This is a guest post by Josiah Mortimer, a student and Green Party activist based in York

Green Party members. A bunch of humus-eating, London-dwelling, middle-class, Masters-holding Guardian-readers. That’s the stereotype anyway. How true is it though? The answer is – not entirely. The results of the Green Party Equality and Diversity membership survey are in, and some of the results are fascinating.

1100 members took the survey, a decent proportion of the party (especially for a voluntary questionnaire) and around the sample size of most polling. Bearing in mind that non-compulsory surveys, especially online ones, generally over-represent wealthier people – those with more spare time on their hands and generally the most politically engaged – the findings are surprising.

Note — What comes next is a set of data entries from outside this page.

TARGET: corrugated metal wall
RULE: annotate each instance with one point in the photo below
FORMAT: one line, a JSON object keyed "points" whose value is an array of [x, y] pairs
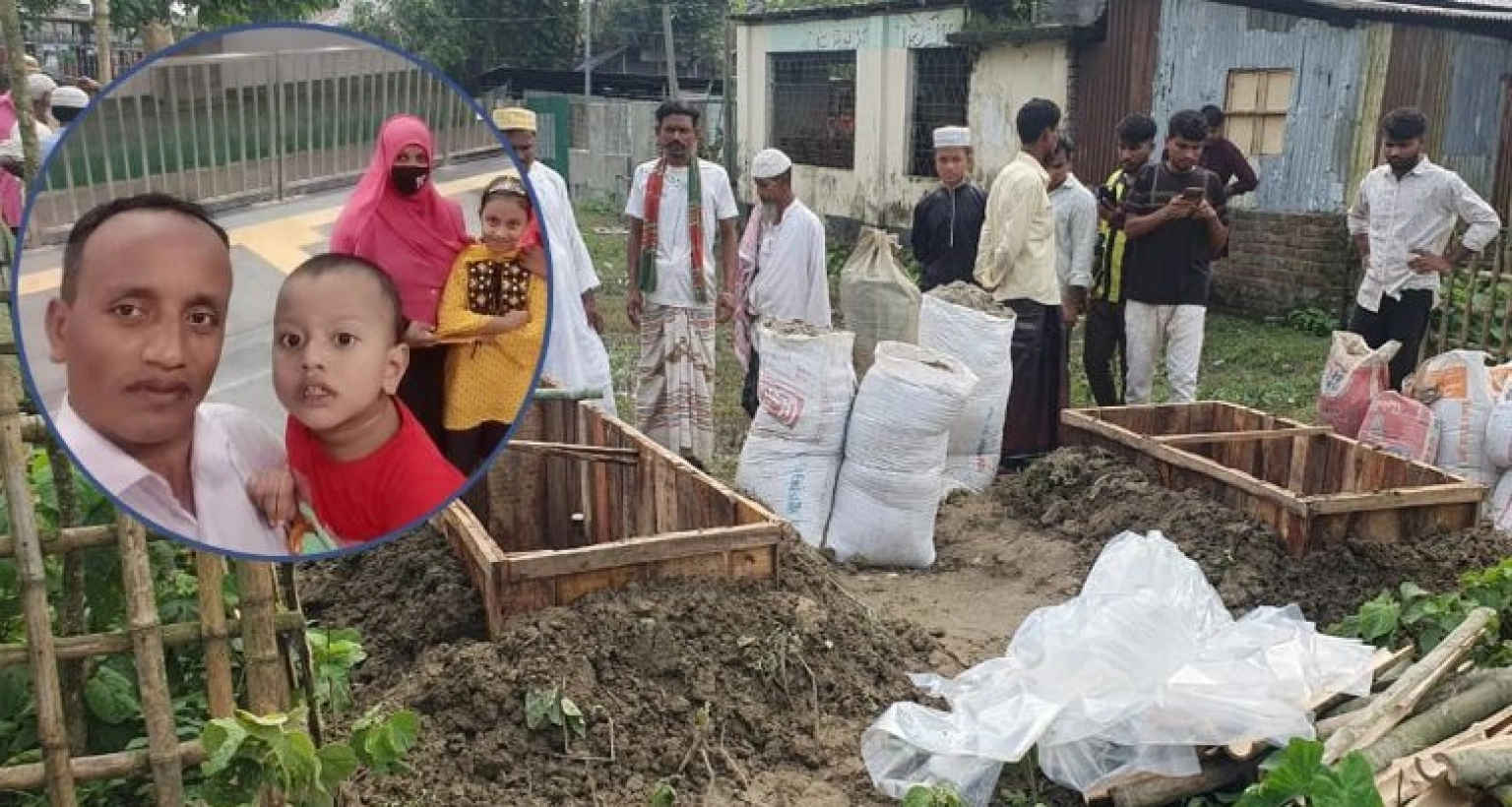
{"points": [[1458, 82], [1114, 78], [1201, 42]]}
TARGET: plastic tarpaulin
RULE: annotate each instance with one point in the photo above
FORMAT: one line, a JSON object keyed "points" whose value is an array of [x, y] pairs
{"points": [[1133, 674]]}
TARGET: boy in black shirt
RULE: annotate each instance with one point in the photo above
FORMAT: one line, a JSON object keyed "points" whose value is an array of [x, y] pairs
{"points": [[1176, 222]]}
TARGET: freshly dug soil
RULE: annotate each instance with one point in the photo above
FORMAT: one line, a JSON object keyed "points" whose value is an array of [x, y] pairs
{"points": [[1088, 496], [968, 296], [642, 663]]}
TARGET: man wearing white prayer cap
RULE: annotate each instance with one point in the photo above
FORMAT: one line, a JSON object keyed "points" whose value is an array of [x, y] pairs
{"points": [[947, 222], [784, 273], [576, 357]]}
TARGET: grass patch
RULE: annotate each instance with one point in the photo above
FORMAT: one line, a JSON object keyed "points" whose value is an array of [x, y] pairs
{"points": [[1269, 366]]}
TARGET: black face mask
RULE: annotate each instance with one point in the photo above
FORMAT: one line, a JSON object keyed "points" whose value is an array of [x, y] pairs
{"points": [[409, 178]]}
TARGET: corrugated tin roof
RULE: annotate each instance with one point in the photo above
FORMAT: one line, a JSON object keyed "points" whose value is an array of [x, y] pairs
{"points": [[1489, 17], [844, 11]]}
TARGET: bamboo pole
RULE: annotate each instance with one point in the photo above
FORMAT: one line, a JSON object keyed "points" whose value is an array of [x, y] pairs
{"points": [[152, 673], [103, 767], [50, 725], [65, 539], [118, 641], [71, 615], [1398, 703], [267, 686], [220, 689]]}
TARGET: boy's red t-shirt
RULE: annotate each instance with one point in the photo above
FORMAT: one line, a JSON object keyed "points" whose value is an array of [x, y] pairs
{"points": [[403, 481]]}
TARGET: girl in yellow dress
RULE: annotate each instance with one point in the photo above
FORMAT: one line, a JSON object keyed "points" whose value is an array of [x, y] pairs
{"points": [[493, 309]]}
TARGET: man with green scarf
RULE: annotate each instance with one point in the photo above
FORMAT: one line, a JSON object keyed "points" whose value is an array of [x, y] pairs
{"points": [[674, 296]]}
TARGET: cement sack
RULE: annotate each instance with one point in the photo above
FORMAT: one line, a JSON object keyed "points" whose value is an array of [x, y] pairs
{"points": [[1500, 511], [1354, 375], [981, 341], [877, 299], [795, 442], [1401, 425], [1498, 431], [1458, 384], [888, 488]]}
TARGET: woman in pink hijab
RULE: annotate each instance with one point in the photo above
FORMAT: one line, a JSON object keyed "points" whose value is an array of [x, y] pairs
{"points": [[397, 219]]}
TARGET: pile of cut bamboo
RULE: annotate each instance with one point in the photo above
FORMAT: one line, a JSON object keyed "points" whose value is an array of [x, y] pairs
{"points": [[1436, 731]]}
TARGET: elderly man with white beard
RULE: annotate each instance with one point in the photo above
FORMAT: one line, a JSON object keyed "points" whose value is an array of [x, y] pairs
{"points": [[782, 265]]}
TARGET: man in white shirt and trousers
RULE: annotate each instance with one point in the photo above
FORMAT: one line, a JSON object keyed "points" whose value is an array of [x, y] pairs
{"points": [[784, 273], [140, 322], [1402, 224], [575, 352]]}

Green Party membership incomeNearly a quarter – 23.4% – of Green Party members earn less than £10,000 a year. This category was by far the plurality – i.e. the largest group. Over 17% live on between £10-15k a year, another 12% between £15-20k and 10% between £20-25k – still below the average income nationally. In total, this means well over 60% of Greens earn below the median income of £26,500. Since the median income, by definition, means there are around 50% on either side earning more or less, for 60% to be earning less than this in the party means Greens are actually over-representative of people from lower-income background – no bad thing in my book. (To those who think this is due to the high proportion of students in the party, this doesn’t seem to hold water. Less than a tenth of those who answered the survey were under 25). Only 9% slotted into the top-rate of tax band of more than £45k a year, probably explaining why we’re so skint all the time. So the stereotype of the Greens as middle-class hippies seems just that: a stereotype.